Le recours quasi systématique aux antibiotiques, par le corps médical, a entraîné des effets pervers. En effet, la prescription se fait le plus souvent à l’aveugle, sans même connaître avec précision la souche à combattre, et sans se soucier de la sensibilité ou de la résistance à l’antibiotique choisi. L’arrêt prématuré d’un traitement, sans en référer au médecin prescripteur, ne fait que décapiter l’infection en cause, sans pour autant la guérir, au même titre que l’automédication qui est, elle aussi, en cause dans le développement de souches résistantes. Bref, c’est la terrible rançon à payer du fait de l’usage excessif et intempestif des antibiotiques. Comme toujours, seuls les industriels du médicament, peuvent se réjouir d’une telle situation qui incite à prescrire plusieurs antibiotiques en même temps. Une fuite en avant qui gagnerait à être circonscrite, en initiant une profonde réflexion sur ce sujet grave, notamment autour de la prévention des infections nosocomiales et de la prescription intelligente de ces armes redoutables, loin de toute surenchère lucrative. C’est à ce prix — et seulement à ce prix — que l’on pourra éviter une catastrophe sanitaire de grande ampleur.
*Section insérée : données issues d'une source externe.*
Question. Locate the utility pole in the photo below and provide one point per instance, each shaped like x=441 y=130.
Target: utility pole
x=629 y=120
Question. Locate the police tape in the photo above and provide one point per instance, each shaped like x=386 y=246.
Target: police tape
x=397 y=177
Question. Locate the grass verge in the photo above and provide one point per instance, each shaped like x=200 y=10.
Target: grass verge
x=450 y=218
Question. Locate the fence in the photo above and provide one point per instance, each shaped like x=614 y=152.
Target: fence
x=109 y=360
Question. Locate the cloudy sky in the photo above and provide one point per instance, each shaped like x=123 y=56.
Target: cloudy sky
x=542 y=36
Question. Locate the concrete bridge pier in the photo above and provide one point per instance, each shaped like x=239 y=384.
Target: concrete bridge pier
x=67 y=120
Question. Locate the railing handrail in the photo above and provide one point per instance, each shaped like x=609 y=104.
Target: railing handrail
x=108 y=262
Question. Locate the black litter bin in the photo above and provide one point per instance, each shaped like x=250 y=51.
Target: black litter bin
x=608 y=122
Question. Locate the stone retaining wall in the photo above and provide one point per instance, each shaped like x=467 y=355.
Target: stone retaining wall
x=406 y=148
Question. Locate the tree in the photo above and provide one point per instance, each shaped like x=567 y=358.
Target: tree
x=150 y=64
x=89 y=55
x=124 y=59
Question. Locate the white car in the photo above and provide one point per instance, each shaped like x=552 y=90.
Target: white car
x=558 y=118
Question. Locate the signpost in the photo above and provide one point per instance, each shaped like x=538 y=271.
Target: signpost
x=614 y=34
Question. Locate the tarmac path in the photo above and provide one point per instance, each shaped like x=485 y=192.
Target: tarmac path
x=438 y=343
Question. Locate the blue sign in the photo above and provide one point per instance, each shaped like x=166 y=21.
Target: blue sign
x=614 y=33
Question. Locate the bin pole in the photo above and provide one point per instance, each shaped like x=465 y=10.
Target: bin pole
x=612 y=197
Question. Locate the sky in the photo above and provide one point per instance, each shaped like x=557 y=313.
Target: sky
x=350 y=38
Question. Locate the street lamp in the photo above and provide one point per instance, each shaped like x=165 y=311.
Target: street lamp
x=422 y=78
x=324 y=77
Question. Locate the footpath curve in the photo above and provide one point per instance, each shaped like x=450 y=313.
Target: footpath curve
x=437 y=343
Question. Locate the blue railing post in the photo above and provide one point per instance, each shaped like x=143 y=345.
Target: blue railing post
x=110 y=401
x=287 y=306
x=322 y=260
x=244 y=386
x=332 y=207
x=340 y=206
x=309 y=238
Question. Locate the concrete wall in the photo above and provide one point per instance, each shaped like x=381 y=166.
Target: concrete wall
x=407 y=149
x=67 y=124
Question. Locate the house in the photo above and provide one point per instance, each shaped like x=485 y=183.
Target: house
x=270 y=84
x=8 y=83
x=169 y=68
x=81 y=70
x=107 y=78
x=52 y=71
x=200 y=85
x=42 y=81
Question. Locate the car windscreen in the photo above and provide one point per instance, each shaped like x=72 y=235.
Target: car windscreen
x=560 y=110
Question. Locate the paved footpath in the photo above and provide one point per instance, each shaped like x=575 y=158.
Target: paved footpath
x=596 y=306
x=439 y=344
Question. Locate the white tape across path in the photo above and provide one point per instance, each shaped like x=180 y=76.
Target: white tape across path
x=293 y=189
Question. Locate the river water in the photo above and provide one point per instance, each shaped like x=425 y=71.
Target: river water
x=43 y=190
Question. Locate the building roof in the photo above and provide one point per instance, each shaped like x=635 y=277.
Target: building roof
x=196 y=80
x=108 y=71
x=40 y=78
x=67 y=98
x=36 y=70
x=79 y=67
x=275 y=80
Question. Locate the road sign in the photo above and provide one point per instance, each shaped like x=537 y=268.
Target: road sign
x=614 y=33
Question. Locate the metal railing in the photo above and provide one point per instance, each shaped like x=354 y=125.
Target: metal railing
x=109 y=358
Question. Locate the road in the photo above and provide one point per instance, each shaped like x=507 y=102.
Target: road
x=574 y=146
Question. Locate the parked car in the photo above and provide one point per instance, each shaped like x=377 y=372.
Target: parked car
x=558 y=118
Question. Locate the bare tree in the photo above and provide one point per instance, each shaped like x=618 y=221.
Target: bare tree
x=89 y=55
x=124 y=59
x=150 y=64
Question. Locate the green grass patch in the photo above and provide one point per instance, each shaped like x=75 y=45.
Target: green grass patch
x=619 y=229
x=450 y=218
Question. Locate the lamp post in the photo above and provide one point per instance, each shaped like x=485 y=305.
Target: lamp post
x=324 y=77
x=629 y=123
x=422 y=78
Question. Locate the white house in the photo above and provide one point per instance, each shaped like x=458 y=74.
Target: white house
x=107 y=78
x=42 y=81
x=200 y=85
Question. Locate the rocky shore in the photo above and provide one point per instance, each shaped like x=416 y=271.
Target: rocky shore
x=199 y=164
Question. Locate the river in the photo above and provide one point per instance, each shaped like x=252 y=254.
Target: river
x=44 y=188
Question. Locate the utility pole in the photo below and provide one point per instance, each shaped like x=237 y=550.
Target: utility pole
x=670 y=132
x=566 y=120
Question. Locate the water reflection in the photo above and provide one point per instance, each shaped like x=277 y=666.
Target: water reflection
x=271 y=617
À l’horizon 2050, la résistance aux antibiotiques pourrait faire un mort toutes les trois minutes.
De nombreuses études le démontrent : la surconsommation d’antibiotiques est devenue un enjeu de santé publique pour les années à venir. L’identification chez une femme d’une super-bactérie ultra-résistante, pour la première fois aux États-Unis, a récemment ravivé les inquiétudes concernant la perte d’efficacité des antibiotiques. France tv info revient sur les trois étapes qui pourraient conduire à « l’ère post-antibiotique dans laquelle les infections courantes pourront recommencer à tuer ».
Nous consommons trop d’antibiotiques
La France se classe parmi les pays les plus consommateurs d’antibiotiques en Europe, juste derrière la Grèce, selon un rapport de l’Institut de veille sanitaire de 2015. Les habitants de l’Hexagone en consomment 30% de plus que la moyenne européenne. Cette surconsommation entraîne une dépense injustifiée de 71 millions d’euros par rapport à la moyenne européenne, selon l’InVS.
Aux États-Unis, jusqu’à 30% des antibiotiques oraux prescrits par les médecins sont inappropriés à la pathologie des patients, d’après une étude parue début mai. Car les antibiotiques sont inutiles si l’infection est virale. Ce mauvais usage des antibiotiques est la principale cause du développement de la résistance microbienne à ces médicaments.
Des bactéries ultra-résistantes se développent
Selon une étude publiée jeudi 26 mai dans la revue médicale Antimicrobial Agents and Chemotherapy, une Américaine de 49 ans est en effet porteuse d’une souche mutante de la bactérie E. Coli. qui résiste à tous les antibiotiques, y compris celui considéré comme la dernière ligne de défense, la Colistine. C’est la première fois que cette super-bactérie ultra-résistante est identifiée aux États-Unis. Appelée mcr-1, elle a déjà été trouvée en Europe et en Chine chez des humains et des animaux. Mais jamais outre-Atlantique.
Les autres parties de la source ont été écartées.